Incidentally, if hon. Members received 600 emails just like that, with hardly any change in the wording, I hope that those emails ended up where many of the identical emails we get end up, which is in the bin. That is what they deserve.

But this Committee was particularly difficult. I think it is fair to say that there is nobody in this land who does not have a view, one way or another, about Boris Johnson; I think possibly Margaret Thatcher is the only other person to have fallen into that category. It is perfectly human. Whether someone is a judge in the Court of Appeal or the Supreme Court, or whether they sit in a quasi-judicial role, they are bound to have views. I totally accept that members of the Committee will try hard, often with success, to put those views in the background while trying to make a fair and decent judgment.

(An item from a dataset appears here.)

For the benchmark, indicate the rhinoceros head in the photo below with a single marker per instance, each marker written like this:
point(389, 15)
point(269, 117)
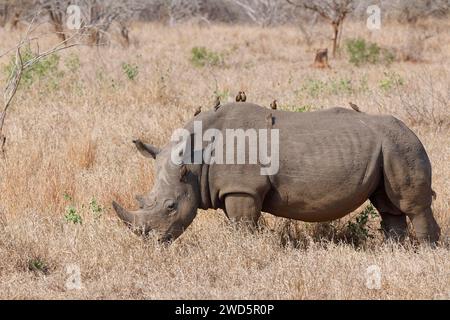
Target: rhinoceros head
point(172, 204)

So why did I say what I said? I will read it out in full:

“Serious questions will need to be asked about the manner in which the investigation was conducted”—

I was talking about procedure.

“These were no jurists as was apparent by the tone of the examination. The question of calibre, malice and prejudice will need to be answered now or by historians.”

I think people will ask these questions, and they may well exonerate the Committee. They may well say that there was no malice or prejudice and that the calibre was excellent, but I think it is fair to pose the questions.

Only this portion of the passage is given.